農協 月へ行く(角川文庫)
★★★★☆

 僕の人生を変えた一冊である。

 友人に勧められて初めて読んだのは、中学二年生の時だったと記憶している。この本から僕は物事は斜めや裏側から批判的に見るものであることを教わった。

 とにかく刺激的な本である。表題作の他、『日本以外全部沈没』『経理課長の放送』『信仰性遅感症』『自殺悲願』『ホルモン』『村井長庵』、所収作はいずれも社会あるいは人間を斜めからぶった切っている。

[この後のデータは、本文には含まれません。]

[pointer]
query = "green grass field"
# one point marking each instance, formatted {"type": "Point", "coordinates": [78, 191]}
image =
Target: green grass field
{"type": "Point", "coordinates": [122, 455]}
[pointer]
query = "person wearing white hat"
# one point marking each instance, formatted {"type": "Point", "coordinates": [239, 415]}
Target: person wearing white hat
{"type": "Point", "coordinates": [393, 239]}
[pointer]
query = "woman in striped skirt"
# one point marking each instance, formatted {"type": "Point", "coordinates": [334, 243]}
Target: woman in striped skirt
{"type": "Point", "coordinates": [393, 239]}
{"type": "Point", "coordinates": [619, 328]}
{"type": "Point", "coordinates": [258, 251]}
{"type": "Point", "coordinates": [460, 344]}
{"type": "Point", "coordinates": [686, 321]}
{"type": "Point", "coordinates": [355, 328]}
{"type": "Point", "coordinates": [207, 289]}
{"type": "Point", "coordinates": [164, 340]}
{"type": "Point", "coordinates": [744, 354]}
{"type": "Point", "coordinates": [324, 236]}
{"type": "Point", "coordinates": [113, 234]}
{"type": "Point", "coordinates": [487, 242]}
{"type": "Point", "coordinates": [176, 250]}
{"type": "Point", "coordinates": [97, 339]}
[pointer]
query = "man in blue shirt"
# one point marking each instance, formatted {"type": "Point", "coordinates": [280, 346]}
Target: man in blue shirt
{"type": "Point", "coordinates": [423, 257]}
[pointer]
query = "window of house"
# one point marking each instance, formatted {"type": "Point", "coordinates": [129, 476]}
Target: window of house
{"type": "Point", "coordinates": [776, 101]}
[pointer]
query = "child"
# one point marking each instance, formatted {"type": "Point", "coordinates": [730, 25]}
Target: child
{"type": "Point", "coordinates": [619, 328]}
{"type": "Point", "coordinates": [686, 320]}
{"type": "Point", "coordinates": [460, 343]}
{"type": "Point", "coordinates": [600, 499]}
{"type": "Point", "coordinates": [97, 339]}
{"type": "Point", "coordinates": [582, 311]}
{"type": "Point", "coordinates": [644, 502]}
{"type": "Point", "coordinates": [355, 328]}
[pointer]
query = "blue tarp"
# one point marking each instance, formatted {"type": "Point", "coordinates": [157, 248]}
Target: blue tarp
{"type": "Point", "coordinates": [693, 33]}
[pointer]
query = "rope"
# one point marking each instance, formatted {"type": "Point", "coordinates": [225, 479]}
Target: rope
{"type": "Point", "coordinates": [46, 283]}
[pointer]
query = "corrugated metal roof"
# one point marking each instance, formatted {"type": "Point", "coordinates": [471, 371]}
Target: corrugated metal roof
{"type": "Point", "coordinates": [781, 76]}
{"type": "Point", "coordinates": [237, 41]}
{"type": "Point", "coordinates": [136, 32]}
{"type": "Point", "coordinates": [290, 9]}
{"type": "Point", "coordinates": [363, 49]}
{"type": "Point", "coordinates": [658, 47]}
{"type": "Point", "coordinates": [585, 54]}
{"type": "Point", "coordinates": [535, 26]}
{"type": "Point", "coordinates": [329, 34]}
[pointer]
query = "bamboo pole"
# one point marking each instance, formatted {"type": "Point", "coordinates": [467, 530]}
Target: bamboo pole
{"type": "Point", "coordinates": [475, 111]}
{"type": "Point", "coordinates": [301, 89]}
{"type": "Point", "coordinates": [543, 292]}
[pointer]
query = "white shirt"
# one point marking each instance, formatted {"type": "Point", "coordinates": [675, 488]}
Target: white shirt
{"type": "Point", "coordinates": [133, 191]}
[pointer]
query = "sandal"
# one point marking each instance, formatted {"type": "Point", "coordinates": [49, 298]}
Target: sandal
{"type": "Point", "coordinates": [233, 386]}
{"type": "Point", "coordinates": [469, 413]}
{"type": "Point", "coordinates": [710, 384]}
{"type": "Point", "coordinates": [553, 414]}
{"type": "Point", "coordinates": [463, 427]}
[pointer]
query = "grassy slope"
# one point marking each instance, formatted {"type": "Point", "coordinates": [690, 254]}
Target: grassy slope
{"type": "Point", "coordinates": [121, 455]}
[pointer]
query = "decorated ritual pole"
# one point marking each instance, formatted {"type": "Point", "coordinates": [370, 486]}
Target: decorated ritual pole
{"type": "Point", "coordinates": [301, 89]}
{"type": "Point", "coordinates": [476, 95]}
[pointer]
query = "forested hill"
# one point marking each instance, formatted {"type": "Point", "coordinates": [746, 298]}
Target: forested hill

殊に愉快なのはストに突入したラジオ局で急遽アナウンサー役を任された経理課長の滑稽な奮闘を描いた『経理課長の放送』で、僕はこれを電車の中で読むという愚を犯してしまい、爆笑を止められず向かいに座っていたおばちゃんに怪訝そうに見られたのを憶えている。

 本家本元とともに映画化されて一躍注目を浴びた『日本以外全部沈没』も痛快だし、『信仰性遅感症』『村井長庵』などは、一風変わったエロチシズムが興をそそる。

 抱腹絶倒間違いなしである。特にブラックユーモアを好む人は何をおいても読むべき本だ。もし筒井康隆に触れたことのない人は、本書を筒井康隆入門として、次に『心狸学・社怪学』辺りに進むと筒井の毒に中毒できるだろう。